Cuando observo en mi entorno las evidencias de la amistad entre los jóvenes, he de reconocer que me asaltan emociones encontradas, por una parte, siento un poco de envidia, y por la otra, de nostalgia. ¿Acaso no es la misma fuerza la que mueve la amistad entre los jóvenes que entre los adultos mayores?  Tal vez alguien podría objetar, que en lo concerniente a la amistad, nada tiene que ver la energía, pero, siendo ésta fundamental para toda actividad humana, en la medida que permite el desarrollo de la vida, esta objeción, sería de inmediato por la ciencia desestimada.

Mi enfoque particular en el tema que nos ocupa, es que la energía y la amistad están íntimamente ligadas, y en la medida en que la primera se va agotando, la otra,  pasa del dinamismo que despierta, estimula y construye, al anquilosante aislamiento, que si bien es cierto, mantiene como emoción primaria el amor, vive más de los recuerdos, que de la incitante pasión por la aventura; mas, cuando  existe  la solidez de un grupo en amistad, la evidente languidez  individual, termina por ensamblar un generador de tal potencia, que hará resplandecer con su luminosidad la obscuridad de aquél, que en solitario, con desesperanza ve cómo su luz se apaga.

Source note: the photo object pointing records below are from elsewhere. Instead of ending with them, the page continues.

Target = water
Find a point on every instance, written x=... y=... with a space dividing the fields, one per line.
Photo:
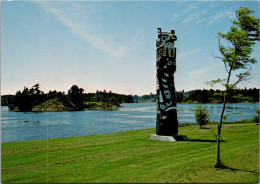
x=18 y=126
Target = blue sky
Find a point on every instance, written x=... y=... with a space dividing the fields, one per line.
x=111 y=45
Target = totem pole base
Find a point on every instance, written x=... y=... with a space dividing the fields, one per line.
x=169 y=138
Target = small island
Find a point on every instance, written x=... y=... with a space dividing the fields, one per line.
x=75 y=99
x=34 y=100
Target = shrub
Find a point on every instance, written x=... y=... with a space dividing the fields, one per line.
x=201 y=115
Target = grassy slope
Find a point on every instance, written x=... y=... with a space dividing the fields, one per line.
x=130 y=157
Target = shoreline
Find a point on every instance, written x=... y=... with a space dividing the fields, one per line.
x=130 y=157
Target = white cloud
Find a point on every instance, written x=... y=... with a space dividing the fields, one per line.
x=204 y=70
x=189 y=8
x=174 y=16
x=188 y=53
x=221 y=15
x=78 y=21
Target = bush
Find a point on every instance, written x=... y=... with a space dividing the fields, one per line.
x=201 y=115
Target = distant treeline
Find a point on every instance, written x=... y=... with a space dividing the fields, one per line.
x=208 y=96
x=75 y=99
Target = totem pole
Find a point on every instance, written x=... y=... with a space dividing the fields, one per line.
x=167 y=122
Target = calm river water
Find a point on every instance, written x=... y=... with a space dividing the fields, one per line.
x=18 y=126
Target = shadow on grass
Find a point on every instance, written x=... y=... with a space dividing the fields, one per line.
x=234 y=169
x=203 y=140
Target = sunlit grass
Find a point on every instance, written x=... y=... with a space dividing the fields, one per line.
x=130 y=156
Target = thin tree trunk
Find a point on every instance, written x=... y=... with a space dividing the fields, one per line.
x=219 y=164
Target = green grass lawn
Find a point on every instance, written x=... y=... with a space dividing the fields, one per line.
x=129 y=156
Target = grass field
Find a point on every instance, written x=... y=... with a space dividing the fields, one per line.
x=129 y=156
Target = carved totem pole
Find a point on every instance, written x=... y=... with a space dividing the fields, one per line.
x=167 y=122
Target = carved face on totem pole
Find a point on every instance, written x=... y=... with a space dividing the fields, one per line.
x=166 y=67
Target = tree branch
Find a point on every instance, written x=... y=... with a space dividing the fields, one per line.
x=245 y=76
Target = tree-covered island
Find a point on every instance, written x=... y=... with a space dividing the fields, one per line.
x=35 y=100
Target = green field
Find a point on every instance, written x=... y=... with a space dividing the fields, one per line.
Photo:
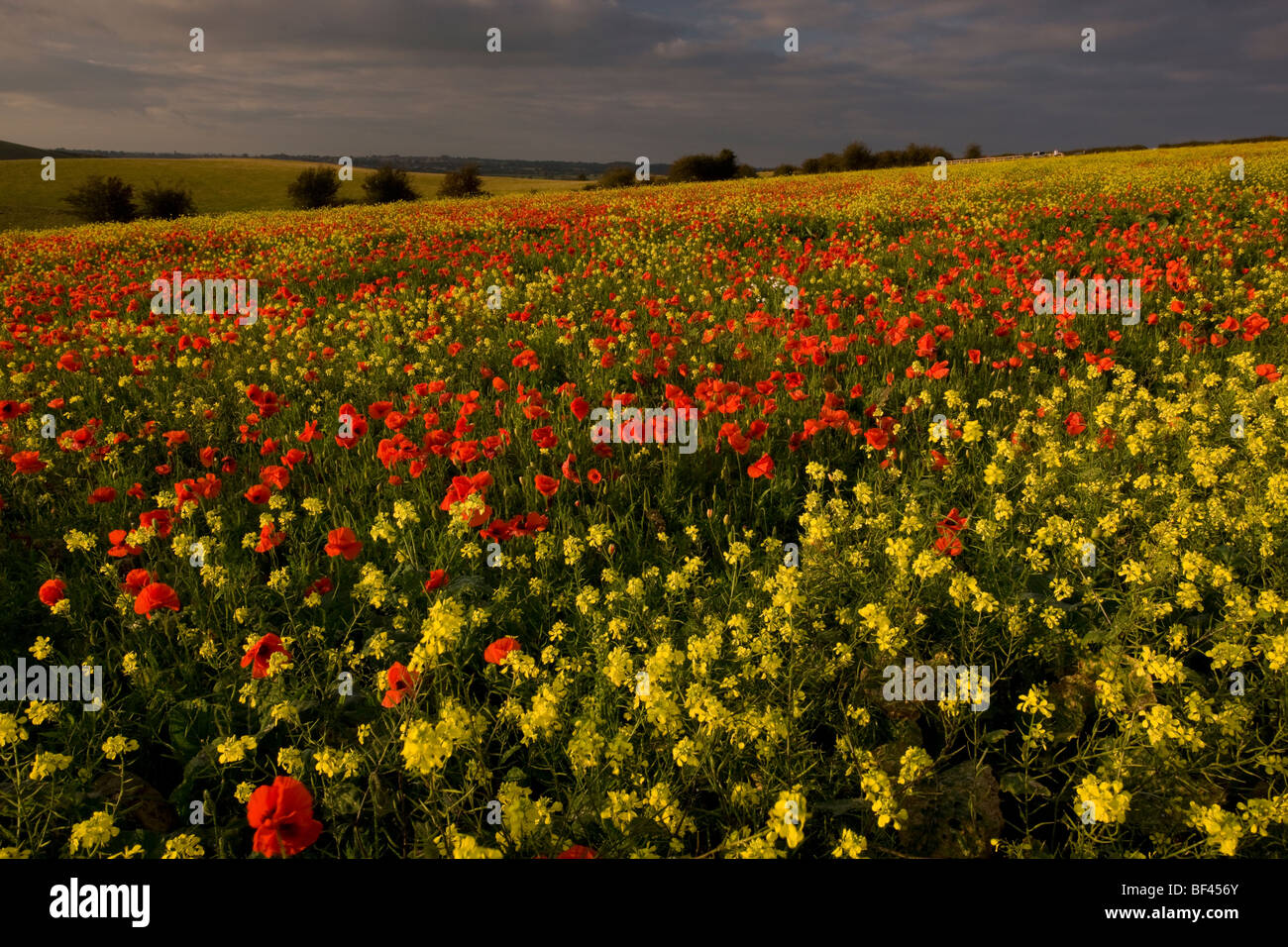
x=217 y=184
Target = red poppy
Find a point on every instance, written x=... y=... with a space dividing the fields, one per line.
x=53 y=591
x=282 y=818
x=159 y=521
x=119 y=547
x=343 y=541
x=27 y=462
x=497 y=651
x=261 y=652
x=269 y=538
x=400 y=684
x=102 y=495
x=274 y=476
x=136 y=581
x=155 y=595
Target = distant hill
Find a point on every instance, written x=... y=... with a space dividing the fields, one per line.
x=11 y=151
x=218 y=185
x=439 y=163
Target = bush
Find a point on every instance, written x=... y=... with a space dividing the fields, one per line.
x=103 y=200
x=166 y=202
x=316 y=187
x=464 y=182
x=389 y=184
x=617 y=176
x=857 y=158
x=722 y=166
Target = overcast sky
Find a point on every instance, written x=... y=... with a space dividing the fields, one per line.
x=605 y=80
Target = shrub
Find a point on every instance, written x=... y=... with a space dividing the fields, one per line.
x=721 y=166
x=166 y=202
x=103 y=200
x=389 y=184
x=316 y=187
x=464 y=182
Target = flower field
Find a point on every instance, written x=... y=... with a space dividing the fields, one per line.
x=365 y=575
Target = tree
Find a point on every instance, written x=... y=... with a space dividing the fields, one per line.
x=102 y=200
x=857 y=158
x=722 y=166
x=389 y=184
x=464 y=182
x=166 y=202
x=316 y=187
x=617 y=176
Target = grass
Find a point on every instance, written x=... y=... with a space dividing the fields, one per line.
x=218 y=185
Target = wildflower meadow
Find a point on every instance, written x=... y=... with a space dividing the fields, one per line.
x=795 y=517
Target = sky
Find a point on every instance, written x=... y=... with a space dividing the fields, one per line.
x=609 y=80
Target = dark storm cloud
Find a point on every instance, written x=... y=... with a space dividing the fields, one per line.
x=603 y=80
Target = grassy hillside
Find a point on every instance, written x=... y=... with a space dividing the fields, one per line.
x=11 y=151
x=217 y=184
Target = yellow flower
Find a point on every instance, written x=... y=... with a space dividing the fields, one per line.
x=119 y=745
x=183 y=847
x=93 y=832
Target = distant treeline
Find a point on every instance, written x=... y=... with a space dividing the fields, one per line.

Los amigos nunca deberían morir, porque si llegas solo al final de aquello que conoces como vida, su ausencia te hará sentir como un árbol plantado en medio del desierto, con tus raíces semi secas,  fuertemente aferradas a la arena, tratando desesperadamente de absorber la poca humedad que te llega a través del rocío que cae del cielo en las noches frías, cuando sus ramas, como brazos extendidos, tratan de arrebatarle a las estrellas, la luz que les robaron a sus amigos.

En memoria de los inolvidables amigos que nos dejaron su luz en la tierra y ahora brillan con la luz inagotable del amor de Jesucristo.

“El Precepto mío es, que os améis unos a otros, como yo os he amado a vosotros. Que nadie tiene amor más grande que el que da su vida por sus amigos” (Jn 15:12-13).